Forum Discussion
Windows 11 Surface Pro 5
Hello,
I'm Shawn, a proud Surface Pro 5 user who wishes to get Windows 11 officially, it has outperformed Windows 10 during betas and the official version is great. but that had to be done through the registry.
I would like to ask that the surface team please ask the windows team or get this sorted out so I can windows 11 offfically.
Thank you 🙂
Shawn
PS: Cross posted from Windows 11 thread
- radem083Copper ContributorHi Shwan,
I'm also running Windows 11 on my Surface Pro 5 and like you stated no issues at all. Performance is equal or maybe even better to Windows 10. Even TPM 2 is available so it's only CPU what mismatches the requirements. I'm not a Mac fan at all but what they are strong in supporting devices over many years. Exactly in this area Microsoft is starting to make the gap even bigger if they are starting to push users to new devices even if not required at all.
Regards,
Jean-Paul - BroMikeBosCopper Contributor
I have a question about the compatibility and hoping you might be able to answer or steer me in the correct direction.
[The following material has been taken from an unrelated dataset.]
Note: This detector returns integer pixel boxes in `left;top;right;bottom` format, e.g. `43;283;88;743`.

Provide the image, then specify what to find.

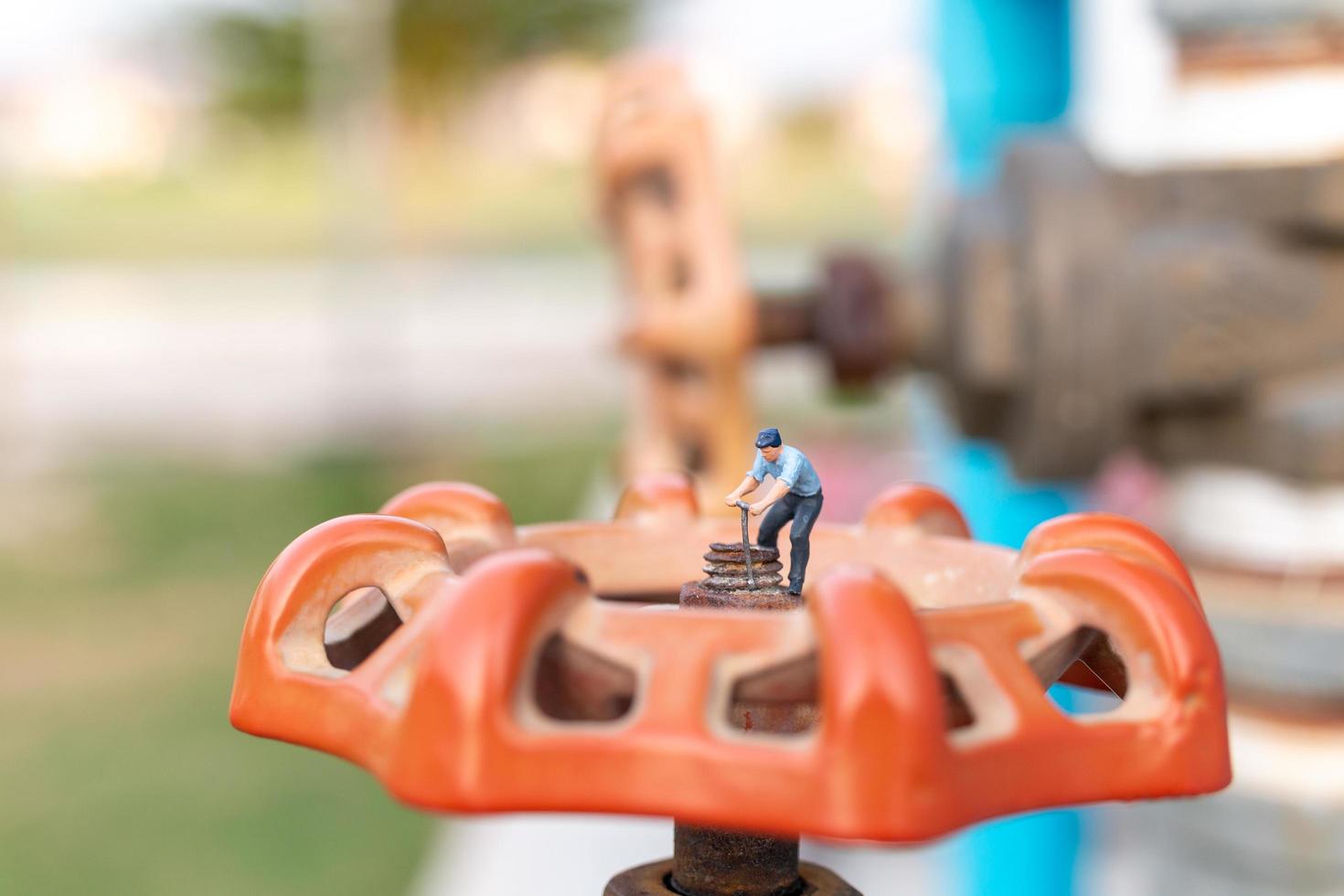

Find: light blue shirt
747;444;821;498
I have a surface pro 1796, surface pro 5, 2017, what ever they want to call it. According to MS I'm not compatible for W11, is there a way around this? I looked at my requirements and it seems it the processor is not currently supported. Is that to say it will be in the future or is that just a nice way to say "get a new computer"?
Intel(R) Core(TM) i5-7300U CPU @ 2.60GHz, 2712Mhz, 2 Core(s), 4 Logical Processor(s)
Is there somewhere/some way this might be upgradeable?
I can readily afford a new machine but I really LOVE this surface pro.
thanks for any insight you can give.
-Mike
- ryanwawrCopper Contributor
BroMikeBos It looks like Microsoft allows you to add a registry key to get around the TPM 2.0 and CPU compatibility check (though I think TPM 1.2 is still required). Haven't tried this myself, but one of the IT guys at my office has upgraded several otherwise incompatible machines this way.
- BroMikeBosCopper ContributorWould you be able to find out from your coworker if he or she is giving security patches/updates after installing and working around the tPM. My machine actually does have TPM 2.0 and it is enabled. I believe my roadblock is the processor. That processor does not show that it is compatible.
- Promit_RoyCopper Contributor
I tried it on my SP5, and it worked, but the animations and the touch response were lagging just a smidge from time to time. But most importantly the battery was draining at an alarming rate. 5 minutes of just browsing the internet resulted in around 1-2% drain, without any other application running in the background. So going back to windows 10.